What i don't understand is : why we divide array.length /2 ? and why we do array[i] = array[array.length -1 -i]; why we need to substract 1 and i ? I am very confused with this part of code, can someone help me out ? I am very confused now.

Why do we need return array; ? If we are changing the array itself, why do we need to return it ?

I would be really pleased if someone helped me to understand it ! As I think it's important to get that part.

ADDED CODE TO JSFIDDLE: https://jsfiddle.net/31voprq1/ This is the place where i test code : http://eloquentjavascript.net/code/#4.2

Basically reverseArrayInPlace swaps values between: 1) first and last 2) second and second to last 3) so on until it reaches half the array

In the example of [1,2,3,4,5] these are the steps: [5,2,3,4,1] (first and last swapped) [5,4,3,2,1] (second and second to last swapped)

If the array has an odd number of elements (like the example above) the middle element will stay there else it will swap the two in the middle and end. Since an odd number will lead to a non int value Math.floor is used on that half value to make the iteration stop at the right index both for odd and even element length of the array.

You understand now why it stops at halfway. If it were to go all the way to the end it would restore the initial array making the whole function useless (it would reverse the reversed array).

Almost forgot your other question. Since arrays start at index 0 while the length tells the number of elements you need to subtract 1 to reach the last element. Consider an array with 1 element. Its index is 0 while the array.length gives 1. To get to that element you need length-1 which is 1-1 = 0 and it's the correct index indeed. Now for the -i part it's simple, it's what makes you reach the second to last, third to last and so on.
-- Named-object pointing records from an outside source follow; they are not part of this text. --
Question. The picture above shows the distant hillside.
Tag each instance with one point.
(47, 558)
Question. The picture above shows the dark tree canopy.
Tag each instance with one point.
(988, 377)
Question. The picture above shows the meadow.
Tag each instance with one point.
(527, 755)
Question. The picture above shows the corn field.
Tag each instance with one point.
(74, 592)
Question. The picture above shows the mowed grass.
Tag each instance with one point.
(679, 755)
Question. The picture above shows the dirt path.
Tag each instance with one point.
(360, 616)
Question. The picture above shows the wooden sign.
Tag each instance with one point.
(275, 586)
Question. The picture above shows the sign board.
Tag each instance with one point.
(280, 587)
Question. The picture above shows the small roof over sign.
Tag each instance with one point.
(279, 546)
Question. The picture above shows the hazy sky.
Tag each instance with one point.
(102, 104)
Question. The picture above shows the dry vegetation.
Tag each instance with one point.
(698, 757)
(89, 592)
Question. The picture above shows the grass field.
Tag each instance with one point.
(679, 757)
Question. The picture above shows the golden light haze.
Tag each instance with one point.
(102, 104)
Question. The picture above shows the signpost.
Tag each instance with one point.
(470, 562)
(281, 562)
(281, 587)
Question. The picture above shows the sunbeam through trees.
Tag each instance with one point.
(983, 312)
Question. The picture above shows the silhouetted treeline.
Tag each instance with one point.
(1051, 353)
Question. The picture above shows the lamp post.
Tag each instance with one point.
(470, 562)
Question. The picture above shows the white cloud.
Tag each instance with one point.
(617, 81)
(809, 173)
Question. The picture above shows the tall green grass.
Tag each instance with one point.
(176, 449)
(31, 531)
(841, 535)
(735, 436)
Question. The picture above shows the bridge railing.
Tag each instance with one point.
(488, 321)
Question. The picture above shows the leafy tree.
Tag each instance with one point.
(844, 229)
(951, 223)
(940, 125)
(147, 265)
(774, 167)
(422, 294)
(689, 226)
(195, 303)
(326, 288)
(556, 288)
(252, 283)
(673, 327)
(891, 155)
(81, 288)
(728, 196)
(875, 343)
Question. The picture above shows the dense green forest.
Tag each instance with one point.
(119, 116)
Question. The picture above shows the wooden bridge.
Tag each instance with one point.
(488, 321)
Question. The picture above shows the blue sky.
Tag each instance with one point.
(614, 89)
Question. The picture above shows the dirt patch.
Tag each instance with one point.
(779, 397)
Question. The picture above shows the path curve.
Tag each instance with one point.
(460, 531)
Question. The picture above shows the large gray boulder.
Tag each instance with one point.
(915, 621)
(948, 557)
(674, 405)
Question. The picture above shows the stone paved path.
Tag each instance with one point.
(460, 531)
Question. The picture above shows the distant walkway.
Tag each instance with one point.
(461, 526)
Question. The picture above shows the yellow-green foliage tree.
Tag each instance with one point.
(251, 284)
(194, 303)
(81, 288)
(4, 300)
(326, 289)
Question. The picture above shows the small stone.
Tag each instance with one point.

Lastly the return of the array is indeed redundant in my opinion since it is already been modified.

I think I understand it now, I knew that to reach last item in array we need to do array.length - 1, just got lost with the -i so i thought that maybe i misunderstood something. So If I understand it correctly now, first we assigned var old so we can store the changed array to the array that was sent in.Then we used array[i] = array[ array.length -1 -i]; to reach the last element and set it's value to array[i] ? Then we used array[array.length -1 -i] = old. to save the value to the variable old, which will store it in the array ? ( var old = array[i] ) ? did i understood it correctly ?

The old variable is used just to temporarily store a value while swapping values. If there was no old variable you would do something bad like this on the first iteration: [5,2,3,4,5]

This is because it would copy the last value into first position OVERWRITING the value 1 with value 5 so that when it looks at the value to copy into last position now there's a 5 and you got a bug in your code having lost value 1. The value in the current position has to be first stored to old so that once it gets overwritten it can still be put into the final destination.